DiscreteEntropyEstimator

DiscreteEntropyEstimator#

class infomeasure.estimators.entropy.DiscreteEntropyEstimator(*args, **kwargs)[source]

Bases: DiscreteHEstimator

Standard Shannon entropy estimator for discrete data using maximum likelihood.

The discrete entropy estimator computes the Shannon entropy using the classical maximum likelihood approach:

\[\hat{H} = -\sum_{i=1}^{K} \hat{p}_i \log \hat{p}_i\]

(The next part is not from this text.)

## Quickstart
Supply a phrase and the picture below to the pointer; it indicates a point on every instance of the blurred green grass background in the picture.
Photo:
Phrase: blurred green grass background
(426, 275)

where \(\hat{p}_i = \frac{n_i}{N}\) are the empirical probabilities, \(n_i\) are the counts for each unique value \(i\), \(K\) is the number of unique values, and \(N\) is the total number of observations.

This is the most fundamental entropy estimator and serves as the baseline for comparison with other bias-corrected estimators. While it provides an asymptotically unbiased estimate of the true entropy, it can exhibit significant bias for small sample sizes, particularly when the number of unique values is large relative to the sample size.

The estimator is suitable for:

  • Large datasets where bias is minimal

  • Baseline comparisons with bias-corrected estimators

  • Applications where computational simplicity is preferred

  • Well-sampled distributions with sufficient observations per unique value

For small sample sizes or distributions with many rare events, consider using bias-corrected estimators such as ChaoShenEntropyEstimator, BonachelaEntropyEstimator, or ZhangEntropyEstimator.

Attributes:
*dataarray_like

The data used to estimate the entropy. For joint entropy, multiple arrays can be provided.

basefloat or str, default=Config.get(“base”)

The logarithm base for entropy calculation. Common values are 2 (bits), 10 (dits), or ‘e’ (nats).

Examples

>>> import infomeasure as im
>>> # Simple entropy calculation
>>> data = [1, 1, 2, 3, 3, 4, 5]
>>> entropy_value = im.entropy(data, approach="discrete")
>>> print(f"Entropy: {entropy_value:.3f} nats")
Entropy: 1.550 nats
>>> # Local values
>>> estimator = im.estimator(data, measure="h", approach="discrete")
>>> estimator.local_vals()
array([1.25276297, 1.25276297, 1.94591015, 1.25276297, 1.25276297,
   1.94591015, 1.94591015])

Attributes Summary

dist_dict

Return the distribution dictionary for JSD.

Attributes Documentation

dist_dict#

Return the distribution dictionary for JSD.